这些话说完以后,小丫头已然是脸色煞白,此时抬头看着他,半晌都没有开口说话。
魏元青知道自己可能是吓到她了,心底闪过几分懊恼的同时,也站起身在她面前站定,有些关切地揉揉她后脑蓬松的发丝。
“小绵,这些秘密你藏在心里,难道就不难熬吗?”
“反正我都猜到了,不如你直接了当告诉我算了。”
小绵听后眸色闪烁一下,抬头看向魏元青的时候,心底长久以来的渴/望都在这一瞬间抒发出来。
她其实一直都很想有一个人能够和自己分享这个秘密,尤其是在皮蛋进入沉睡以后,在她每次都孤立无援之际。
可是现在看见一脸诚恳的魏元青葛格,她张张嘴想要将那些事情给说出口,却又发现不知道该怎么说。
小小的心脏好像被分成了两半,两种不同的情感和想法在里面盘旋升腾,让她感到一种莫名的分裂感。
可她此时却并不知道这种感觉出自于什么,只是很纠结地移开了视线,最后垂下眼眸。
半晌,她没有开口,魏元青站在对面,也逐渐明白了是什么意思。
好在他并没做出什么过激反应,只是无奈笑笑,叹口气道:
“绵绵,你不用这样发顾忌我,只要是
你不想做的事情,不想要告诉我的话,我都不会强迫。”
他说到这里顿了一下,又很是诚恳地补充了一句:
“终归我做的所有事情,都是为了你好。”
听见这句话以后,小绵的眸色闪烁一瞬,忽然有些心酸起来。
她有点艰难地眨了一下眼睛,再度抬眸的时候,眼底已经闪动起了潋滟的水色:
“可系……很多人都和绵绵介样说过,但系……”
这些话她终归还是没有继续说下去,只是在确定了魏元青没事以后,便摇摇头转身离开了。
魏元青并没有阻拦她,此时她便离开房间,将门在自己身后给关上。
等到站在了昂长明亮的走廊上,小丫头才缓缓松了一口气,忽然有些庆幸自己没有一时间冲动将自己的秘密说出口。

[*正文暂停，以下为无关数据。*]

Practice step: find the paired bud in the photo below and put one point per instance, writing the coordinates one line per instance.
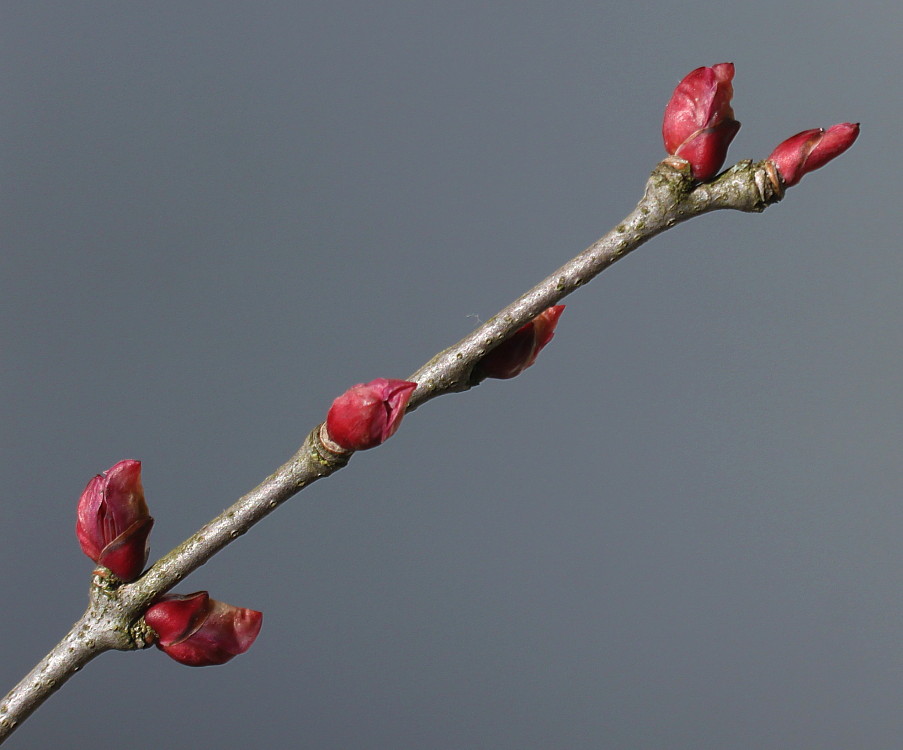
(199, 631)
(113, 522)
(807, 151)
(520, 350)
(368, 414)
(699, 122)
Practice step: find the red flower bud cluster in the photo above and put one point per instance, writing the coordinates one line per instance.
(113, 524)
(520, 350)
(368, 414)
(199, 631)
(699, 122)
(807, 151)
(113, 528)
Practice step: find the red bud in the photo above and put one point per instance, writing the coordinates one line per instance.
(199, 631)
(811, 149)
(520, 350)
(368, 414)
(113, 522)
(699, 122)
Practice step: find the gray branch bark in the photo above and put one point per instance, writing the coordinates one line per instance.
(114, 620)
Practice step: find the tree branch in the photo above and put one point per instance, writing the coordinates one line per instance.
(114, 620)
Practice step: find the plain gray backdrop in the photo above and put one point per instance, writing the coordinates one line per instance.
(680, 529)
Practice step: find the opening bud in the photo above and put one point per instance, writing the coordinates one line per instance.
(113, 525)
(199, 631)
(699, 122)
(807, 151)
(520, 350)
(368, 414)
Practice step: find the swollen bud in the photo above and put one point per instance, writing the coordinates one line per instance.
(199, 631)
(807, 151)
(368, 414)
(113, 522)
(699, 122)
(520, 350)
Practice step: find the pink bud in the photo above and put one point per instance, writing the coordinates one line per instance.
(368, 414)
(811, 149)
(113, 524)
(699, 122)
(199, 631)
(520, 350)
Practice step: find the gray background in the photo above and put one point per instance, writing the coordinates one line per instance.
(680, 529)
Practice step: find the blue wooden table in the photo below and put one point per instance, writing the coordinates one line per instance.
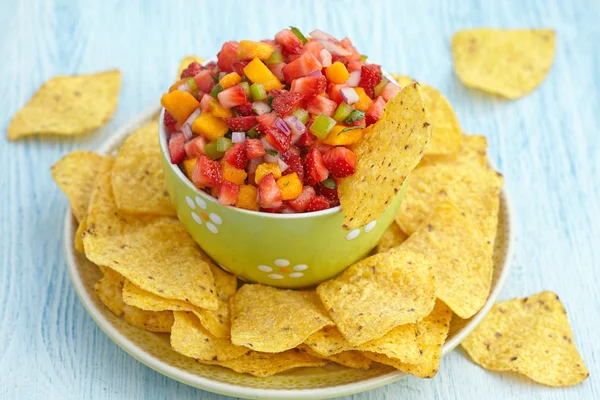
(547, 145)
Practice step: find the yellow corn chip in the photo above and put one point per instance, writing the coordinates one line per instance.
(272, 320)
(509, 63)
(446, 134)
(393, 237)
(530, 336)
(189, 338)
(138, 179)
(385, 157)
(461, 262)
(378, 293)
(75, 174)
(431, 335)
(68, 105)
(267, 364)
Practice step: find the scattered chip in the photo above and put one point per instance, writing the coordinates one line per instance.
(189, 338)
(68, 105)
(271, 320)
(431, 335)
(138, 179)
(531, 336)
(446, 134)
(509, 63)
(75, 174)
(267, 364)
(385, 156)
(378, 293)
(461, 263)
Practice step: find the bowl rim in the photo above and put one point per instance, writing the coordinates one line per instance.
(243, 391)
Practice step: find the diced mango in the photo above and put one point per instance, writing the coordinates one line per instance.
(179, 104)
(337, 73)
(265, 169)
(247, 198)
(247, 50)
(229, 80)
(209, 126)
(290, 186)
(258, 72)
(338, 138)
(188, 167)
(364, 101)
(232, 174)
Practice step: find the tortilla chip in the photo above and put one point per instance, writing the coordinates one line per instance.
(352, 359)
(75, 174)
(506, 62)
(531, 336)
(109, 292)
(379, 293)
(155, 253)
(267, 364)
(272, 320)
(393, 237)
(68, 105)
(431, 335)
(138, 179)
(385, 157)
(461, 262)
(189, 338)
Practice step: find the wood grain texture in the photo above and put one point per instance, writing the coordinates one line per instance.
(546, 144)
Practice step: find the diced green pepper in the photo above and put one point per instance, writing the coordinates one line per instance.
(322, 126)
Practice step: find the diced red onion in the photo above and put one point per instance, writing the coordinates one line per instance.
(282, 126)
(238, 137)
(349, 95)
(354, 79)
(260, 107)
(325, 58)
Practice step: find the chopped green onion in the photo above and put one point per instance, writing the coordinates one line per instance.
(355, 116)
(275, 58)
(210, 149)
(298, 34)
(258, 92)
(301, 114)
(216, 90)
(342, 112)
(322, 126)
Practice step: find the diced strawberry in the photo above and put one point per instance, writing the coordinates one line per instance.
(389, 91)
(236, 156)
(195, 148)
(289, 41)
(315, 170)
(304, 65)
(191, 70)
(228, 193)
(321, 105)
(204, 81)
(227, 56)
(269, 195)
(309, 85)
(277, 138)
(340, 161)
(254, 148)
(207, 173)
(177, 148)
(375, 111)
(317, 203)
(286, 102)
(241, 124)
(234, 96)
(300, 203)
(370, 76)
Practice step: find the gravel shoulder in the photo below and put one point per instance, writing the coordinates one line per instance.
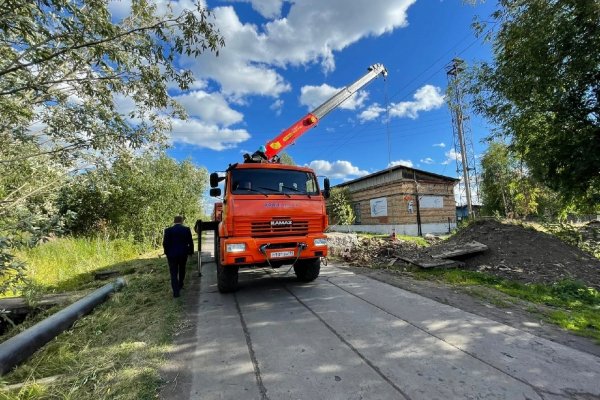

布吉岛为森么,虽然她知道魏元青葛格对自己很好,可还是有一点儿不太对劲的地方。
想到这里以后,她忽然有一点想念衍之葛格了。
她好想和衍之葛格说话……可是衍之葛格说了要过年的时候才会回来。
想到这里以后,她转头朝着走廊深处走去,忍不住踮起脚尖朝着楼下走。
可让她失望了,楼下的雕花木质大门上依旧赶紧漂亮,只有亮晶晶的
白色石雕上闪动着一些雪花化了带起的水色,并没有她想要看见的东西。
爸比说过了,等他们的家里挂上了红色的漂亮灯笼,就代表快要过年了。
等到那个时候,衍之葛格还有四葛格就要回来了~
她好期待——
-
脚下是细软绵密的金色沙子,时不时有个硌脚的东西踩过,像是海水遗落在沙滩的宝藏。
少年眸色淡漠地垂眼看去,心底却并未掀起一丝波澜。
远处传来旁人笑闹的声响,他确实越发心情杂乱,索性便朝着走几步,纵深跃入海水中,开始一板一眼地练习不久前学会的泳姿。
脑海中的想法一片杂乱,少年逐渐忘记了自己所处的环境,专心地摆动着自己的姿势,努力朝着前方游去。
可不过多时,身体忽然变得无比沉重,与此同时右边的小腿像是抽筋了一般,一时间居然是用不上分毫力气。
少年感觉到以后骤然一惊,接着想要往反方向游过去,可却在这时候失去力气,很快在水中沉浮,呛了好几口水。
他努力向上方挣扎而去,可抽筋的腿一片冰冷,像是在拽着他往下坠一般。
恍惚间,少年又呛了水,再也没有力气挣扎,眼眸逐渐合上,脑海中闪过了母亲
笑意盈盈的面容。
同时,周身仿佛被温暖的白色光晕所包裹。
少年恍惚地在水下睁开双眼,看见母亲携着漂亮的水花朝着自己游过来,伸出的手像极了救赎。
他茫然地张张唇不知该说什么,但很快反射性地伸出了手。
那人很快带着他朝上面游去,可他的意识也骤然消散了。
再度醒过来时,他发觉自己正在咳嗽,自己已经出现在了沙滩上,周围满是关切的人。
少年惊恐地从原地坐了起来,转头要去找寻方才将自己从水底救起来的母亲。
可却没有看见那道熟悉的身影。
“妈妈呢?”
他茫然张唇,周围却传来了兄弟熟悉的声音:
“什么妈妈?哥、你不会是做梦了吧,刚才明明是舅舅把你给救上来的,你差点就死了!”
少年闻言,瞬间怀疑起是不是自己记错了。
不可能,那感觉真实极了,绝对不是梦境。
正当他反射性在心底否决的时候,却有些崩溃地发现……当他开始回忆的时候,那些记忆真的好像梦境一样,逐渐飘远捕捉不清。
许许多多的细节随着回忆而飘远,只剩下一个模糊的轮廓。
难道那真是梦吗?
身体逐渐冰冷,周围人说话的
声音逐渐飘远,等再度回温的时候,沈长云缓缓睁开双眸,入眼便是纯白色的天花板。
心理诊疗室内放着舒缓的纯音乐,随着他清醒过来戛然而止。
侧眸,是带着金丝眼镜的中年心理医生。
他的脸上带着和煦的笑容,此时看见他醒来以后,照例是慰问了一番,很快便站起身拉开门送他出去。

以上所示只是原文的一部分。